Litigation also remains a constant demand. Insurance claims, personal injury, malpractice, and employment law are areas where litigation skills are needed. For the contract lawyer (freelancing by choice or by necessity), litigation firms are often more willing to take on contract lawyers -- and it's not just for document review. Contract lawyers may do research, motion writing, and other litigation prep.

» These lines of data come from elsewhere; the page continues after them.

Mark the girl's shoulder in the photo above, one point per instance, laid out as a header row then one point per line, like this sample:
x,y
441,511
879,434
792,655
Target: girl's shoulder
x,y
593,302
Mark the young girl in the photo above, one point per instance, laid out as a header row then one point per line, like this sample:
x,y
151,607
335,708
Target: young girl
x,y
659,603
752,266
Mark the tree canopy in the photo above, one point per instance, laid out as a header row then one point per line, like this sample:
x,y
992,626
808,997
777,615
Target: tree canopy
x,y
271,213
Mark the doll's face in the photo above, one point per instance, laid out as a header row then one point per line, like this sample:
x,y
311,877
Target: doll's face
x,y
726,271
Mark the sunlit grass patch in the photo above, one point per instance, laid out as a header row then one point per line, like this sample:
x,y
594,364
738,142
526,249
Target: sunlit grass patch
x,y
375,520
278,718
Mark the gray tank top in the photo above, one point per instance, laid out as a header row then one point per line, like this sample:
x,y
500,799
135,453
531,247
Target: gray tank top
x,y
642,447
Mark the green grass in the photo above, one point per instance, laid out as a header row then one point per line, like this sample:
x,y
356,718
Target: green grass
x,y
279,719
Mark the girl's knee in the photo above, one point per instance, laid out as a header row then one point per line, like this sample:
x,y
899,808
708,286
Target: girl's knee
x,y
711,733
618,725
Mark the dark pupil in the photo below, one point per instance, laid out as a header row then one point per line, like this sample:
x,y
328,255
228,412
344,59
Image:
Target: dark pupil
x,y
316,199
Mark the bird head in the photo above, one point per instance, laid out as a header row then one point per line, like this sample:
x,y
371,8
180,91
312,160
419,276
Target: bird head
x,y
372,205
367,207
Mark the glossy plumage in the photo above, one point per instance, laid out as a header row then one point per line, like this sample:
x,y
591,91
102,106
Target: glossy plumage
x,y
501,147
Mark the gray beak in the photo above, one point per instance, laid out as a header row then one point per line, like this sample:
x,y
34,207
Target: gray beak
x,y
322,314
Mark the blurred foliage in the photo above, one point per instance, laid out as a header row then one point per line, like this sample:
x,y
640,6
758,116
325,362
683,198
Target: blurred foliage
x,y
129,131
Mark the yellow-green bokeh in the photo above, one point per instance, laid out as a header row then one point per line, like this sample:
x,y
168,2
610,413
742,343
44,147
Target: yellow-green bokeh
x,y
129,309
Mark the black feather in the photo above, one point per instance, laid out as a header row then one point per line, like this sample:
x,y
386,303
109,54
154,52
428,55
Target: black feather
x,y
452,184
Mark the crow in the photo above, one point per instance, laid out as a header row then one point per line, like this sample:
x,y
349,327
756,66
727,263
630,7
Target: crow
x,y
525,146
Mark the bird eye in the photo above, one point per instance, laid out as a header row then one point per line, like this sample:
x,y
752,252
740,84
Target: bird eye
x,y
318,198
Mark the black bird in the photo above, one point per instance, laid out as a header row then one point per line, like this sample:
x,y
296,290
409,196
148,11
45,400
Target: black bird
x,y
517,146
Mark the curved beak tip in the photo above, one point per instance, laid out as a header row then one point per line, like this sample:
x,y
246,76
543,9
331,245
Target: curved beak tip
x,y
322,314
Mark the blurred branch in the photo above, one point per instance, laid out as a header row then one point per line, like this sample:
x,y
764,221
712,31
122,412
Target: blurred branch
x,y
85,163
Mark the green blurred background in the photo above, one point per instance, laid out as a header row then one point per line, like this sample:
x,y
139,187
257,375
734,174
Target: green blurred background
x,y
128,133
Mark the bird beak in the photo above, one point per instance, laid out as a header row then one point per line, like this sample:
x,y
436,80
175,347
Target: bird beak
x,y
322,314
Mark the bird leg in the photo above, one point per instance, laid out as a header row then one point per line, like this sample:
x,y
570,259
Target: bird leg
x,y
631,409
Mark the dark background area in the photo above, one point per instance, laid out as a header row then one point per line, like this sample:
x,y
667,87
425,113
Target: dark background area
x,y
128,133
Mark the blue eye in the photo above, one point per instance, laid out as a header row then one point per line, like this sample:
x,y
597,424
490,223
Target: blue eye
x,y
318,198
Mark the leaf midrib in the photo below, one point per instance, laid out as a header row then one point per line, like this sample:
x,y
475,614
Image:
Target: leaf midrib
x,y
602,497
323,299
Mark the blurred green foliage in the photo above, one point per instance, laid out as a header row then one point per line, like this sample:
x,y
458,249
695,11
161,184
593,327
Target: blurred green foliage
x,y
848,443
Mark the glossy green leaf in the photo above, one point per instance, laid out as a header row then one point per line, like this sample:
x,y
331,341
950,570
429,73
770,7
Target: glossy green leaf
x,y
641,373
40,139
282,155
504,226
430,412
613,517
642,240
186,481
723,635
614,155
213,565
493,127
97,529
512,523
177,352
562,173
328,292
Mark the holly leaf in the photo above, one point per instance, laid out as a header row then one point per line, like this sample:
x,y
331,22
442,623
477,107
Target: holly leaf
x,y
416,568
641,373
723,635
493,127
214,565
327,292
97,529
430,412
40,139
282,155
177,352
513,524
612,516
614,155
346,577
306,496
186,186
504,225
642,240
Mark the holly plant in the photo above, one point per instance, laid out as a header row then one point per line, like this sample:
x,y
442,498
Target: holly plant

Steady: Criminal, Family, and Wealth Management

There will always be divorce, death, and DUIs and lawyers will always be there to help clients through. Criminal, family, and wealth management practices are remarkably resilient to market changes, since normal, everyday people need such representation all the time. They're the government bonds of legal practice -- not too sexy, not too risky, and always there to provide a solid return.

The New Kid: Compliance

Corporate legal departments regularly rank compliance and ethics as their number one concern, followed closely by regulatory and government changes. Companies need lawyers, both as in-house attorneys and outside counsel, to help them navigate and understand a host of legal regulations. An increase in government regulatory systems, such as the Dodd-Frank Act, has led to a boom in compliance work, especially for new lawyers. There is one catch, however. Esquires who work as "compliance officers," instead of as traditional firm or in-house attorneys, often start out making much smaller wages. But, once you get experience, compliance attorneys can end up making very lucrative wages.